Harvard Hosts 3-Day Prison Education Conference

By Rachel Leber

CAMBRIDGE, Mass. — Thanks to the relationships that Harvard has fostered with correctional facilities over the years, formerly incarcerated students and activists gathered this week on the Harvard University campus to discuss prison education. These discussions and more took place during the three-day conference called, “Beyond The Gates: The Past and Future of Prison Education at Harvard,” on March 5, 6 and 7.

The overall goals of the conference were to formalize efforts to reintroduce and sustain integrated classrooms in local prisons as part of a curriculum for college credit — an important factor in reducing mass incarceration, according to Kaia Stern, co-founder of the Harvard Prison Studies Project in a recent article from the Harvard Gazette.

Stern has been working since 2008 to bring students from Harvard into the Norfolk and Framingham correctional facilities to learn alongside students from Boston University’s Prison Education Program.
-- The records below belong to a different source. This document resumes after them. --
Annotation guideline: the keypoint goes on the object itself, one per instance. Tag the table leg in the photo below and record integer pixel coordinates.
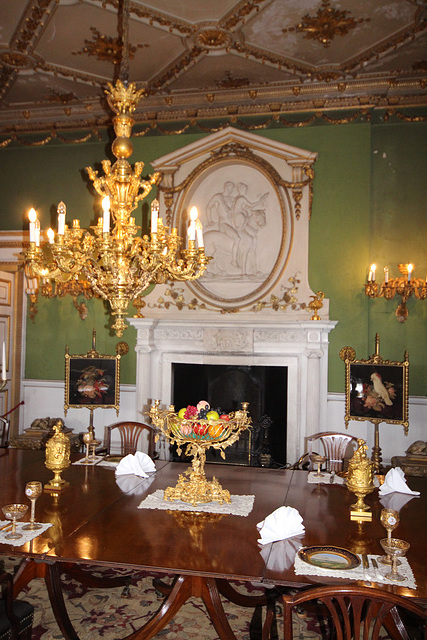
(56, 597)
(30, 569)
(27, 571)
(183, 588)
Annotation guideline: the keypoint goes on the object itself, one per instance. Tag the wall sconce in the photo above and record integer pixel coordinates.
(405, 286)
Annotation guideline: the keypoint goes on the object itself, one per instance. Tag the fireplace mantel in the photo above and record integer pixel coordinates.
(301, 346)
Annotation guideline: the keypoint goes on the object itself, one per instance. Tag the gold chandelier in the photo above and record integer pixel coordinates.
(111, 259)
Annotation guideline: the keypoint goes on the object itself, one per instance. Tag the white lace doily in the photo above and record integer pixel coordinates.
(326, 479)
(90, 463)
(359, 573)
(239, 505)
(26, 535)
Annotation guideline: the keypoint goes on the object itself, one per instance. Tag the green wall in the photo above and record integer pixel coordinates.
(369, 206)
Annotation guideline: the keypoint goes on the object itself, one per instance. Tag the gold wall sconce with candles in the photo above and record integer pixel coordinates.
(405, 286)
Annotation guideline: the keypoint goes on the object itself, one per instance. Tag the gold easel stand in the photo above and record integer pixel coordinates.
(57, 458)
(360, 481)
(219, 434)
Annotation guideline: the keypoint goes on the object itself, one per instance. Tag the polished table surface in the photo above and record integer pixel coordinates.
(97, 520)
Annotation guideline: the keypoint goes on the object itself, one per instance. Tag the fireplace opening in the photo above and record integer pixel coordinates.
(226, 387)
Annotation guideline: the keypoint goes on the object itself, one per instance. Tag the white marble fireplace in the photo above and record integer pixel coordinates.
(252, 307)
(302, 347)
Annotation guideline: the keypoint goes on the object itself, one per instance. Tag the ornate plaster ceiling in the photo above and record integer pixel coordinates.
(208, 58)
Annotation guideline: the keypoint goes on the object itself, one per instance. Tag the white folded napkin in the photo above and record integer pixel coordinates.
(139, 464)
(132, 485)
(395, 481)
(284, 522)
(281, 555)
(395, 501)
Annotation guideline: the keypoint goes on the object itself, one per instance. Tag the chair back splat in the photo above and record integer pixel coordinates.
(130, 434)
(334, 447)
(348, 612)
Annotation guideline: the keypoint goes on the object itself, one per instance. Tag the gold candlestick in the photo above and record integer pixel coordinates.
(57, 458)
(360, 481)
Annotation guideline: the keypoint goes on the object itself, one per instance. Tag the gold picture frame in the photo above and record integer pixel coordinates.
(376, 390)
(92, 381)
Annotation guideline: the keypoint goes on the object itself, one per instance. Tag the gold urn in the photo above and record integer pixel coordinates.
(57, 457)
(360, 480)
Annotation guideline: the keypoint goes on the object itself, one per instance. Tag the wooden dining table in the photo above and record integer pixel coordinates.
(96, 521)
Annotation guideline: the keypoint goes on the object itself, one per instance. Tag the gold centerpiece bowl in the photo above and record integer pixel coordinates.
(195, 436)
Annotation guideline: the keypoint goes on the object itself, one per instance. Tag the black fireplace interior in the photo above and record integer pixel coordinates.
(226, 387)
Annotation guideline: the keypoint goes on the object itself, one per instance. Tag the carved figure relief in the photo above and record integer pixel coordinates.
(232, 229)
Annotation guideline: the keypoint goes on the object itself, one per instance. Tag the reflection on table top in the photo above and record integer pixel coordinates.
(97, 520)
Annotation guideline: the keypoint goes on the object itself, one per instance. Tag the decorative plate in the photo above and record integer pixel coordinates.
(329, 557)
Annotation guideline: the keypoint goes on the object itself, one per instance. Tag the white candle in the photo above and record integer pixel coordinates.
(192, 228)
(32, 215)
(386, 275)
(106, 215)
(3, 366)
(62, 210)
(37, 233)
(155, 208)
(199, 229)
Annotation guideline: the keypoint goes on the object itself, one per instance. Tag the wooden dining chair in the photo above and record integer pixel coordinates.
(16, 616)
(130, 437)
(334, 446)
(352, 612)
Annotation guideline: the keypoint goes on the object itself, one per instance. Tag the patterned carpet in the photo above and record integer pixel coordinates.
(103, 613)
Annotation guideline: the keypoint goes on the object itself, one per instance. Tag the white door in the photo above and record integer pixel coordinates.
(7, 294)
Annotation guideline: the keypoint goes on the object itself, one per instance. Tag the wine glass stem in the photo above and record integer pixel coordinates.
(394, 565)
(33, 509)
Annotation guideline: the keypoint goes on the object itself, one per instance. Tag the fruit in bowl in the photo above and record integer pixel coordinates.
(200, 429)
(212, 415)
(215, 429)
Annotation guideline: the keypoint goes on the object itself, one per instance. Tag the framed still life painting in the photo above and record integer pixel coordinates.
(376, 389)
(92, 381)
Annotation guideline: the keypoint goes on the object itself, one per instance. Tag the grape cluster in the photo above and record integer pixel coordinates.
(203, 413)
(191, 412)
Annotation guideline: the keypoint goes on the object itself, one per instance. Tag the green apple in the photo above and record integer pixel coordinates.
(212, 415)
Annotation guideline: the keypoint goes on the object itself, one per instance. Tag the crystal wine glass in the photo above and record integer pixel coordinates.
(389, 519)
(33, 490)
(394, 548)
(14, 512)
(319, 460)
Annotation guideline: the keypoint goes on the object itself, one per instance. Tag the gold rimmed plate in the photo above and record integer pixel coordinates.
(328, 557)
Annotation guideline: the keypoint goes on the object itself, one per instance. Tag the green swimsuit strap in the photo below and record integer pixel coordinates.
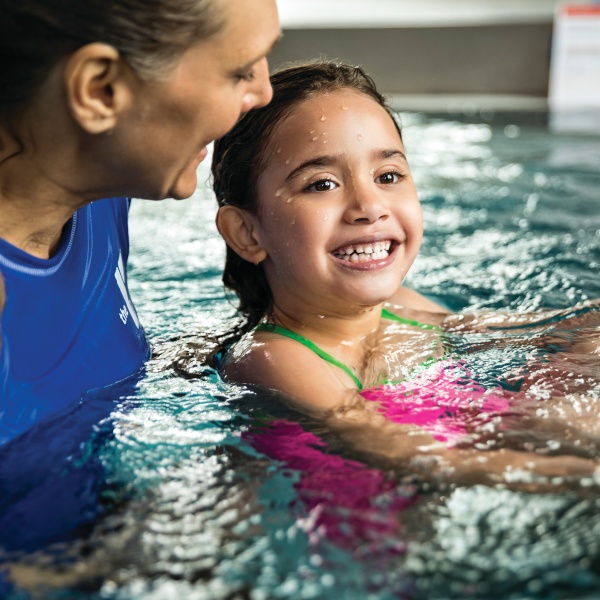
(311, 346)
(386, 314)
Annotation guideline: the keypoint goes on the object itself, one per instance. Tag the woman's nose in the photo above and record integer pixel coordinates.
(366, 205)
(259, 91)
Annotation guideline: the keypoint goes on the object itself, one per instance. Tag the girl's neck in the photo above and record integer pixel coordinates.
(331, 329)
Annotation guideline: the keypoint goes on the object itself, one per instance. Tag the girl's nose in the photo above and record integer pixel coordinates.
(366, 205)
(259, 91)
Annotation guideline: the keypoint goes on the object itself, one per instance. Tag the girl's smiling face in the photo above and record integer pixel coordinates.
(338, 212)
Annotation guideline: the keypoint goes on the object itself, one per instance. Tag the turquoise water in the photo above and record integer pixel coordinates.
(175, 486)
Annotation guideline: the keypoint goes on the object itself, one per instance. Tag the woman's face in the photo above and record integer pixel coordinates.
(338, 212)
(163, 137)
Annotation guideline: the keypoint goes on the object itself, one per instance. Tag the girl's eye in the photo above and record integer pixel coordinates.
(389, 177)
(247, 76)
(323, 185)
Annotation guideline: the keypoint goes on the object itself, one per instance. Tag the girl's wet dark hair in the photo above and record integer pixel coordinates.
(149, 34)
(240, 156)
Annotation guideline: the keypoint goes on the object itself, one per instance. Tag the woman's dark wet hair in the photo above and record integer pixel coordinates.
(149, 34)
(240, 156)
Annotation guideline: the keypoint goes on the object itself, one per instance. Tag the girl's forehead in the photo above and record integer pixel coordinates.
(327, 111)
(331, 114)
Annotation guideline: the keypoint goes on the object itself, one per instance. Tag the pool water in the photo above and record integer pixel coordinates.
(178, 485)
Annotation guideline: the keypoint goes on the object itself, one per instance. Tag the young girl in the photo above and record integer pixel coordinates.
(322, 222)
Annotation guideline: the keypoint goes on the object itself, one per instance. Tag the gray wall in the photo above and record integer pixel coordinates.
(494, 59)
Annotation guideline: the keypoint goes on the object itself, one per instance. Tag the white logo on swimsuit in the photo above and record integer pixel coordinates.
(127, 308)
(124, 313)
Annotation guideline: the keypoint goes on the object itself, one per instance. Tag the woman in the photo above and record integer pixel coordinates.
(100, 102)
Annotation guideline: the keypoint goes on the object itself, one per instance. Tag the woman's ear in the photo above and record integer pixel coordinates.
(98, 86)
(238, 229)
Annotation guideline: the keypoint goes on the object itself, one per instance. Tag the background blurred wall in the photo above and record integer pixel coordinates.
(492, 47)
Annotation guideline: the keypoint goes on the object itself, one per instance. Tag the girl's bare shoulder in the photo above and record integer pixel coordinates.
(413, 300)
(273, 361)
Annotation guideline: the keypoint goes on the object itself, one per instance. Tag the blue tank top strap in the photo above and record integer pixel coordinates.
(311, 346)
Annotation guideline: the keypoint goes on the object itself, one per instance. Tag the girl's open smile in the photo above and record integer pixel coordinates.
(338, 214)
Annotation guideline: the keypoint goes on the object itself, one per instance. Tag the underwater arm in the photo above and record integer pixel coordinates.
(416, 454)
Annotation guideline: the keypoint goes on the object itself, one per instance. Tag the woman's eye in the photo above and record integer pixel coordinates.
(323, 185)
(389, 177)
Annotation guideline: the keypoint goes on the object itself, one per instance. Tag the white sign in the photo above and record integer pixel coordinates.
(574, 93)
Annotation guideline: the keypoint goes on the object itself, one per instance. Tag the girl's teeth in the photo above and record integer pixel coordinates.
(365, 252)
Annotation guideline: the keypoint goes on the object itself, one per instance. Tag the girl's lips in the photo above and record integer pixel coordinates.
(373, 255)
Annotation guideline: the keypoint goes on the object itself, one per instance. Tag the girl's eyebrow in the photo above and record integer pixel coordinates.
(326, 160)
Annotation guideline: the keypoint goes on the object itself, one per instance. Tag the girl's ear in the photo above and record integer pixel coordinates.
(238, 229)
(98, 86)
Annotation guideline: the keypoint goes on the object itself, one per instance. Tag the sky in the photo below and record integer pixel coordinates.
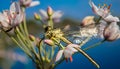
(76, 9)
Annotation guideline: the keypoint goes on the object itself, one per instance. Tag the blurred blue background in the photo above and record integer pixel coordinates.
(107, 54)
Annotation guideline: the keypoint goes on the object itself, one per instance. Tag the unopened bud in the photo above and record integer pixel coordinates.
(49, 11)
(49, 42)
(88, 21)
(111, 32)
(37, 16)
(32, 38)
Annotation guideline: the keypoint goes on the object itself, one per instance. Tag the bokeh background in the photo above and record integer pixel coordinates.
(107, 54)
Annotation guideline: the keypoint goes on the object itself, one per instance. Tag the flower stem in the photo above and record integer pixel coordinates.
(94, 45)
(87, 56)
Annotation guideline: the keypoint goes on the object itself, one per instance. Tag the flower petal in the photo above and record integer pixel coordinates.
(44, 13)
(57, 14)
(3, 20)
(15, 9)
(59, 55)
(111, 32)
(34, 3)
(111, 18)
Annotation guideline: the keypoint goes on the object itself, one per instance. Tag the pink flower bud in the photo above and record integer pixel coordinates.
(88, 21)
(37, 16)
(32, 38)
(49, 11)
(49, 42)
(111, 32)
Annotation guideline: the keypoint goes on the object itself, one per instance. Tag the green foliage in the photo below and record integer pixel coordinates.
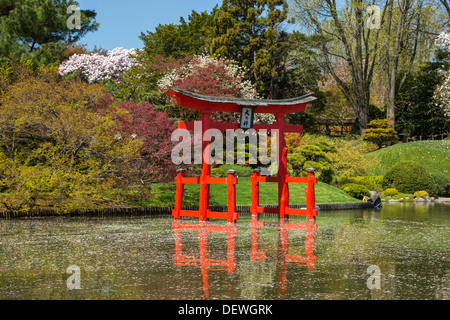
(28, 24)
(58, 146)
(179, 40)
(390, 192)
(370, 182)
(409, 177)
(417, 113)
(246, 31)
(311, 156)
(241, 171)
(380, 134)
(433, 155)
(421, 194)
(356, 191)
(347, 155)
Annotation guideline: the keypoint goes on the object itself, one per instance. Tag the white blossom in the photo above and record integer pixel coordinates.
(96, 67)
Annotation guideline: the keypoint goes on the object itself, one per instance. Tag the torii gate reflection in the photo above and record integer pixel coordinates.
(204, 229)
(284, 258)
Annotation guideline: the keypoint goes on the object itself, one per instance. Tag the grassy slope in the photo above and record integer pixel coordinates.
(268, 194)
(434, 155)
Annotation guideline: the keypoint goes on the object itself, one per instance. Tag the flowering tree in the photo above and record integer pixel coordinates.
(99, 67)
(214, 77)
(442, 93)
(153, 129)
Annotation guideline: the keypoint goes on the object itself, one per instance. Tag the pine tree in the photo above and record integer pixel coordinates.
(246, 31)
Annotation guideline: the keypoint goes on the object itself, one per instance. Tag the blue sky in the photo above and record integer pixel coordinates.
(121, 22)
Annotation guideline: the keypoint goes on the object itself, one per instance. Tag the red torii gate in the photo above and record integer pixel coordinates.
(206, 105)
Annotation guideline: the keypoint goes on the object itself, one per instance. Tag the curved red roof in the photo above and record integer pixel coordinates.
(200, 102)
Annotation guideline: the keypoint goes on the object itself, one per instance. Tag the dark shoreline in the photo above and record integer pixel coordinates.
(163, 211)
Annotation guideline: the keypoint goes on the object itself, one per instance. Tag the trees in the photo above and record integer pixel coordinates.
(181, 40)
(350, 40)
(58, 146)
(380, 133)
(406, 41)
(345, 42)
(28, 24)
(96, 67)
(246, 31)
(442, 92)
Stern also co-founded the Prison Studies Project around the same time with Bruce Western, a former Harvard professor of sociology.

The conference began on March 5, with an event chaired by Stern, in conjunction with Danielle Allen, professor at the James Bryant Conant University and director of the Edmond J. Safra Center for Ethics, as well as Michelle Jones of New York University and the Indiana Women’s Prison Higher Education Program. On Tuesday, March 6, a documentary titled “The Past and Future of Prison Education at Harvard,” which traces the university’s connections to prison education, premiered for free at 6 p.m. in Sanders Theatre.

The three-day conference is co-sponsored by the Mahindra Humanities Center’s Mellon Seminar on Violence and Non-Violence and the Hutchins Center for African & African American Studies, and began with a recorded debate between the Norfolk Prison Debating Society and the Harvard College Debating Union.

Harvard’s involvement with prisons dates back to 1833, when Divinity School students tutored inmates at Charlestown State Prison in Boston. In addition, the Norfolk Prison was designed to look like a college campus in order to foster a sense of community — accomplished by a Harvard alumnus named Howard Belding Gill in 1913. The Harvard Organization for Prison Education and Reform (HOPE) — founded in the 1950s — tutors men, women and juveniles at minimum- and medium-security facilities every week, and awards scholarships for college and post-college degree classes.